1

I am encountering a picklability problem in this code (also attached below). I have read relevant posts [1] [2] but I can not find usefull correspodences. Could you please give an explanation or solution of this error?

Below these is the part of the code that returns the error:

pickle.PicklingError: Can't pickle <class '__main__.JobQueueManager'>: it's not found as __main__.JobQueueManager

Thanks!

def make_server_manager(port, authkey):

    job_q = Queue.Queue()
    result_q = Queue.Queue()

    class JobQueueManager(SyncManager):
        pass

    JobQueueManager.register('get_job_q', callable=lambda: job_q)
    JobQueueManager.register('get_result_q', callable=lambda: result_q)

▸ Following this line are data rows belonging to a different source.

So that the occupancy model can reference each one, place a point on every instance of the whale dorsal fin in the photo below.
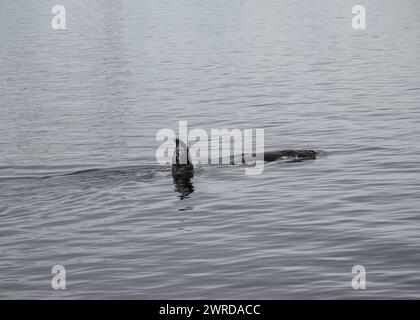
(181, 159)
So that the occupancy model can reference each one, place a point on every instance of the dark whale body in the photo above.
(182, 164)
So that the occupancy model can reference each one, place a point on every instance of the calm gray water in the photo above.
(95, 95)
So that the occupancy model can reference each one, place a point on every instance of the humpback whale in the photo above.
(182, 164)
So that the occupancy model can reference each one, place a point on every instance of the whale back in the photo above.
(181, 160)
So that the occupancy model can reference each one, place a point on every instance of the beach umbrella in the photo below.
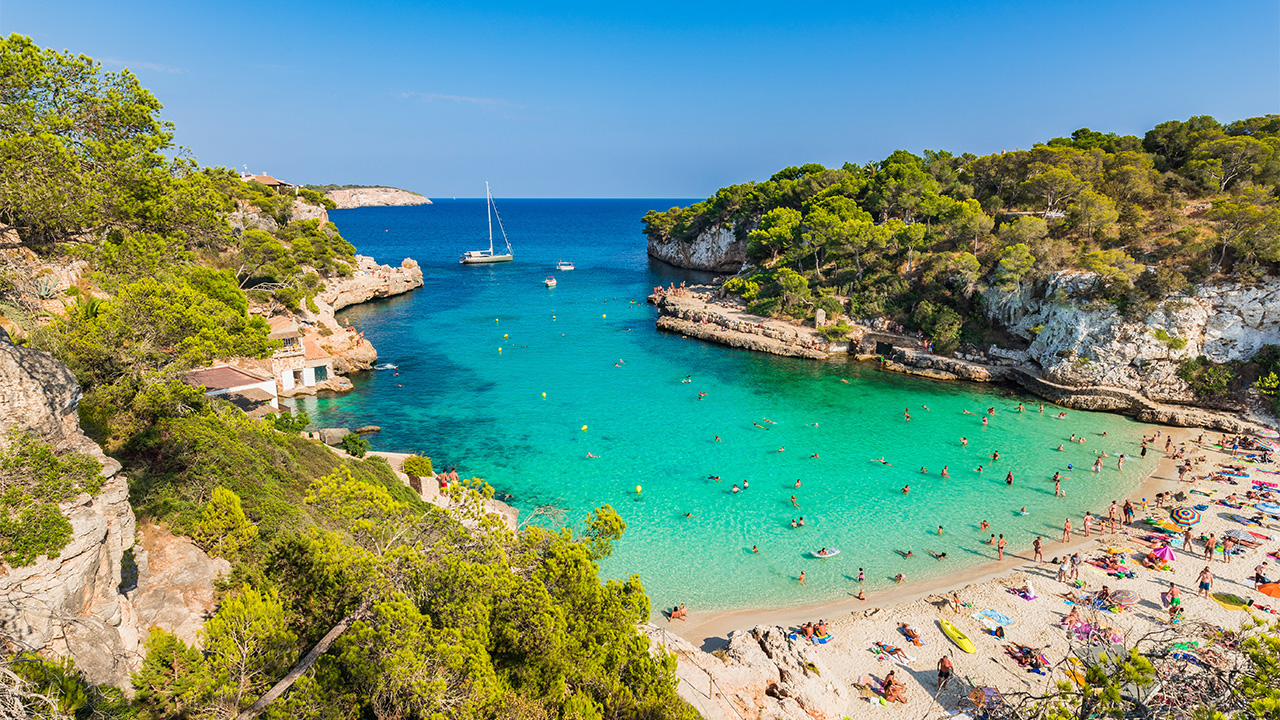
(1124, 597)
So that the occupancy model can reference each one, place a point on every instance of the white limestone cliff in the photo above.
(716, 249)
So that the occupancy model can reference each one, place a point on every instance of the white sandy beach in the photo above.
(855, 624)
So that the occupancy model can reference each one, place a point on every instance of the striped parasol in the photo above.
(1124, 597)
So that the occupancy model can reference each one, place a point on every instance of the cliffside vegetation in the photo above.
(350, 596)
(918, 237)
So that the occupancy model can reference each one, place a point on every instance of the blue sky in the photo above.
(656, 99)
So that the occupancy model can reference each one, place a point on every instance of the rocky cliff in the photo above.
(1077, 341)
(80, 604)
(716, 249)
(374, 197)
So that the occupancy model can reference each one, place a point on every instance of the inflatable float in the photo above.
(961, 639)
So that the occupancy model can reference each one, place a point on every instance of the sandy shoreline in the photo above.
(709, 630)
(855, 627)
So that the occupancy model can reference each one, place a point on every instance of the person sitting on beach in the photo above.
(894, 688)
(1073, 618)
(892, 651)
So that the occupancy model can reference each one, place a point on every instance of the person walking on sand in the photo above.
(1206, 582)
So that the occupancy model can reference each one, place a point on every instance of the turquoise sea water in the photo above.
(464, 402)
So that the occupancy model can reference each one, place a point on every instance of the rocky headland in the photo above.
(97, 600)
(374, 197)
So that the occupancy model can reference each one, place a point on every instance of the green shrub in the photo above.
(223, 529)
(291, 422)
(33, 479)
(419, 465)
(1205, 377)
(355, 445)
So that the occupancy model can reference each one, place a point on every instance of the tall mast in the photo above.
(488, 209)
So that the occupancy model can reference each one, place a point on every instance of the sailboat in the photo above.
(483, 256)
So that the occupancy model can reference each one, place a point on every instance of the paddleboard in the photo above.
(1230, 601)
(961, 639)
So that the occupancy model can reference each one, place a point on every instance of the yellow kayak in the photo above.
(961, 639)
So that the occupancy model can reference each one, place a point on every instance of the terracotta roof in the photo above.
(222, 378)
(282, 327)
(265, 180)
(254, 401)
(314, 351)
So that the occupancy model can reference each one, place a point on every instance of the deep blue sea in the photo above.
(478, 347)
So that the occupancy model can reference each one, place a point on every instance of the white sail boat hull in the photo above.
(481, 256)
(487, 256)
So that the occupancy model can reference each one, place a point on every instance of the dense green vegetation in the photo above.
(33, 479)
(919, 237)
(388, 607)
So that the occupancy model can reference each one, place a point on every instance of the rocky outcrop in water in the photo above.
(762, 674)
(695, 314)
(374, 197)
(717, 249)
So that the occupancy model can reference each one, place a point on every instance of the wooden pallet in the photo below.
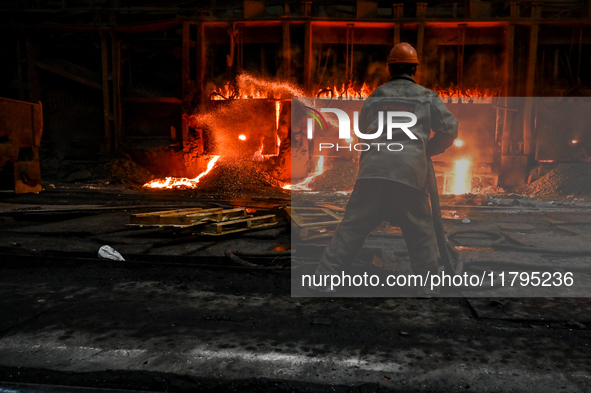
(313, 222)
(183, 218)
(233, 226)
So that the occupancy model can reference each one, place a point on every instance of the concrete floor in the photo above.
(180, 319)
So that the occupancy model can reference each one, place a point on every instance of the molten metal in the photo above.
(181, 182)
(462, 179)
(303, 185)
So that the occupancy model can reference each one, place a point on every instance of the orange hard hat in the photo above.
(403, 53)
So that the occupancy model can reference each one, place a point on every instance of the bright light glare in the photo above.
(462, 181)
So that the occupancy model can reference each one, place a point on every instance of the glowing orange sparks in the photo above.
(303, 185)
(181, 182)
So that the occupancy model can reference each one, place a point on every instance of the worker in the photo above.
(393, 185)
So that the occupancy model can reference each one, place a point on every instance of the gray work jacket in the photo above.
(408, 165)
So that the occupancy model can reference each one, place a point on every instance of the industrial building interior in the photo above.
(162, 129)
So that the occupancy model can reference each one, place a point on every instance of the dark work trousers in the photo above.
(372, 202)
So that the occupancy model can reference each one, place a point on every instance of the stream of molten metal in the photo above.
(462, 179)
(181, 182)
(303, 185)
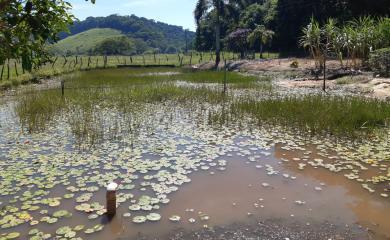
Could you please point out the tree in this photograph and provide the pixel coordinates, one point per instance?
(237, 41)
(26, 27)
(217, 6)
(263, 35)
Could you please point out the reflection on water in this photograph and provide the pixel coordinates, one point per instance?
(208, 175)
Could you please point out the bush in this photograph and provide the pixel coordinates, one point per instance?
(294, 64)
(380, 62)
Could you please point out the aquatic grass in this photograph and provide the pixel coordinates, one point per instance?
(341, 116)
(85, 108)
(126, 76)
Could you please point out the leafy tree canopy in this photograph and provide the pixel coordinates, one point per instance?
(26, 26)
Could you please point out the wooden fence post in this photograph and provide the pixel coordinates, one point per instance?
(16, 68)
(2, 71)
(111, 199)
(8, 70)
(63, 87)
(225, 79)
(66, 61)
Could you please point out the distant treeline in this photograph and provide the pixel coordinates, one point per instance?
(285, 17)
(149, 35)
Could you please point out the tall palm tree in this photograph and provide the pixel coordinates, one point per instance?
(202, 8)
(263, 34)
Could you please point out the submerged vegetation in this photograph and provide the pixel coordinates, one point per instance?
(125, 91)
(151, 129)
(341, 116)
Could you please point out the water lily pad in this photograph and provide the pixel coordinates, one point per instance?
(154, 217)
(139, 219)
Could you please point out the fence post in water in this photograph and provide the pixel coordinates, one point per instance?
(324, 87)
(63, 87)
(65, 61)
(2, 71)
(54, 62)
(16, 68)
(225, 79)
(8, 70)
(111, 199)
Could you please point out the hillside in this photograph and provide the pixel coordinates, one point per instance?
(85, 42)
(155, 35)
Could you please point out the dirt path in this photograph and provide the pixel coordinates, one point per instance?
(301, 77)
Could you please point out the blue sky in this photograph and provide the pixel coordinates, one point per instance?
(176, 12)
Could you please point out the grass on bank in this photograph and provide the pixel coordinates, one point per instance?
(13, 75)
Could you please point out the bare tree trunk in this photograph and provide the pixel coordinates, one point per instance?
(324, 86)
(261, 50)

    manager = JobQueueManager(address=('', port), authkey=authkey)
    manager.start()
    print 'Server started at port %s' % port
    return manager

PS: Python 2.7.7, Win 7

Community
  • 1
  • 1
Thoth
  • 993
  • 12
  • 36
  • 1
    You need to include the full traceback, and the code that's actually being called when the exception is raised. – dano Sep 02 '14 at 19:53
  • Due to some limitations in Python's multiprocessing module, all objects in the new process must be pickle-able. Only module level classes and functions can be pickled. Ergo, `JobQueueManager` must be defined at the top level. – Joel Cornett Sep 02 '14 at 20:12

4 Answers4

3

As best as I can tell, to make this pattern work on Windows, you need to create a picklable queue.Queue. You can do that by creating a child class of Queue that defines __setstate__ and __getstate__, and have it only pickle the pieces of state that we actually need to send between processes, and leave the other stuff (unpicklable internal locks) out.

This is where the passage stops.